I have a Splunk query like this:
index=my_app environment=test source="/users/sahild/app.log" "fname" OR "lname" OR "dob" OR "address" | <>
Now, from the initial results of the main query (before pipeline), I need to filter out the results/events so that for a unique combination of "cls" and "mthd" duplicate results are removed. For example, if my initial results are:
2024-08-28 23:07:30,285 INFO {"msg":"Response: {\"Output\":[{\"Address\":\"Bay Rd\",\"PostalCode\":\"12345\","cls":"myfirstclass","mthd":"firstMethod"}
2024-08-28 23:07:30,285 INFO {"msg":"Response: {\"Output\":[{\"Address\":\"Lincoln Rd\",\"PostalCode\":\"45678\","cls":"myfirstclass","mthd":"firstMethod"}
2024-08-28 23:07:30,285 INFO {"msg":"Response: {\"Output\":[{\"fName\":\"John\",\"PostalCode\":\"12345\","cls":"mySecondClass","mthd":"secondMethod"}
2024-08-28 23:07:30,285 INFO {"msg":"Response: {\"Output\":[{\"fName\":\"Emma\",\"PostalCode\":\"45678\","cls":"mySecondClass","mthd":"secondMethod"}
I want to filter out the results/events such that I get records that has a unique combined value of "cls" and "mthd", appearing only once. so final result should look something like:
2024-08-28 23:07:30,285 INFO {"msg":"Response: {\"Output\":[{\"Address\":\"Lincoln Rd\",\"PostalCode\":\"45678\","cls":"myfirstclass","mthd":"firstMethod"}
2024-08-28 23:07:30,285 INFO {"msg":"Response: {\"Output\":[{\"fName\":\"John\",\"PostalCode\":\"12345\","cls":"mySecondClass","mthd":"secondMethod"}
Because for the initial search I am getting hundreds of thousands of results but I don't want the repeating data for same cls and mthd. I hope my ask is clear.

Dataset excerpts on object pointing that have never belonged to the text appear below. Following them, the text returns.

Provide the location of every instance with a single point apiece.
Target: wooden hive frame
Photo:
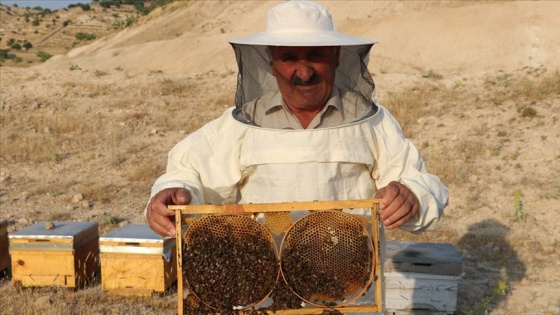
(183, 213)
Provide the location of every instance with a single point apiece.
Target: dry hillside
(475, 85)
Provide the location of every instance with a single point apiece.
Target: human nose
(304, 70)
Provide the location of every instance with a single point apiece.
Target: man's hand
(160, 218)
(398, 205)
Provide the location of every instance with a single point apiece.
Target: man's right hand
(160, 218)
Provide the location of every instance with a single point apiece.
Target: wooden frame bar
(182, 213)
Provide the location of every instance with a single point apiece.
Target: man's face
(305, 75)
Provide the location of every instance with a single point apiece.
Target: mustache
(314, 79)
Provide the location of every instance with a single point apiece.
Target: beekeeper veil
(299, 23)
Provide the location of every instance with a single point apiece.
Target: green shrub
(43, 56)
(85, 36)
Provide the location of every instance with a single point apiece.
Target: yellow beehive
(64, 254)
(4, 243)
(136, 261)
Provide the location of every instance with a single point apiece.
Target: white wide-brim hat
(300, 23)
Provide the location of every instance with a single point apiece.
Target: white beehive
(421, 277)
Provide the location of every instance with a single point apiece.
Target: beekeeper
(305, 127)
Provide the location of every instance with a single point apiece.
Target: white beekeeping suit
(235, 159)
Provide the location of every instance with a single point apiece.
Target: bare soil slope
(85, 134)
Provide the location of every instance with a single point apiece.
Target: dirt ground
(85, 134)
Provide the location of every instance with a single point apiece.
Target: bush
(43, 56)
(85, 36)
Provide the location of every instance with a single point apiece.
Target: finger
(181, 197)
(160, 218)
(403, 214)
(391, 202)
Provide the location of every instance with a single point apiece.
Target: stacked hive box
(64, 254)
(421, 278)
(4, 253)
(136, 261)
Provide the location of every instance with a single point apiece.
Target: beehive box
(136, 261)
(421, 277)
(239, 240)
(65, 254)
(4, 243)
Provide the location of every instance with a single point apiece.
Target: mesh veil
(255, 79)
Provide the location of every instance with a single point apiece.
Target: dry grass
(97, 126)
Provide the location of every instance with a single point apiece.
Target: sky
(45, 4)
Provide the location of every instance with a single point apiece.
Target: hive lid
(61, 230)
(135, 239)
(432, 258)
(63, 236)
(3, 225)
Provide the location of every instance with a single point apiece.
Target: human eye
(288, 58)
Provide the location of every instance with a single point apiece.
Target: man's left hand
(398, 205)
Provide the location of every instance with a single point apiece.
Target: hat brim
(295, 38)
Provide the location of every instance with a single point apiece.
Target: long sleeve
(399, 160)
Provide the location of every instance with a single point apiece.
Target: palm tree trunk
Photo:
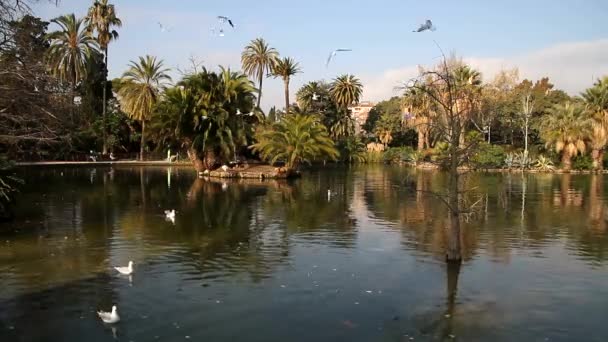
(196, 160)
(287, 95)
(104, 149)
(566, 161)
(597, 155)
(420, 139)
(143, 140)
(261, 77)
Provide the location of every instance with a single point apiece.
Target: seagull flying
(125, 270)
(109, 317)
(224, 19)
(217, 32)
(164, 28)
(334, 53)
(428, 25)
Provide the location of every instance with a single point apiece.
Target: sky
(564, 40)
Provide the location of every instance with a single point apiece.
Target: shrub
(488, 156)
(8, 187)
(584, 162)
(404, 154)
(544, 164)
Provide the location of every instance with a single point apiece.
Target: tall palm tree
(312, 95)
(71, 47)
(139, 92)
(216, 118)
(296, 139)
(257, 59)
(566, 127)
(418, 115)
(346, 90)
(101, 18)
(285, 68)
(596, 99)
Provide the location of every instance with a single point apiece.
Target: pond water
(280, 261)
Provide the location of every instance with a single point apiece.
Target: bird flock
(220, 31)
(224, 21)
(112, 317)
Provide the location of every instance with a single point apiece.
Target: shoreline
(222, 175)
(105, 163)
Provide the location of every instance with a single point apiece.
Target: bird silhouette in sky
(334, 53)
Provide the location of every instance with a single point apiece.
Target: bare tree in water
(452, 99)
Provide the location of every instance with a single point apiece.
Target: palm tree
(139, 92)
(346, 90)
(596, 99)
(211, 113)
(71, 47)
(296, 139)
(566, 127)
(258, 60)
(418, 115)
(101, 17)
(341, 124)
(285, 68)
(467, 89)
(311, 94)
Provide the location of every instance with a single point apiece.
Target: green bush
(374, 157)
(488, 156)
(8, 187)
(584, 162)
(405, 154)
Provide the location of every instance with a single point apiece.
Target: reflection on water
(276, 261)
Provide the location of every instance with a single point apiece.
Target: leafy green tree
(140, 89)
(258, 60)
(70, 48)
(296, 139)
(8, 188)
(210, 113)
(314, 97)
(352, 150)
(565, 128)
(596, 99)
(346, 90)
(33, 121)
(100, 18)
(285, 68)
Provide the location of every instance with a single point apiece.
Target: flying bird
(164, 28)
(216, 32)
(109, 317)
(224, 19)
(428, 25)
(333, 54)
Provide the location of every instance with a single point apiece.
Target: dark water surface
(280, 262)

I could not try much for the query after the pipeline since I don't have much knowledge of splunk regex or functions that can be used to achieve this. Need some expert help.
I found a solution. I need to use rex commands to pull out "cls" and "mthd" as Splunk fields so that I can use Splunk operations on those. Something like this:
index=myIndex environment=test source="/path/to/logsfile/demo.log" ("firstName" OR "lastName") AND "mthd" AND "cls"
| rex field=_raw max_match=0 "(?<ClassAndMethodName>\"cls\"\:\"\w*\",\"mthd\"\:\"\w*\")"
| dedup ClassAndMethodName
This query gives me only those events which have unique combined value of cls and mthd.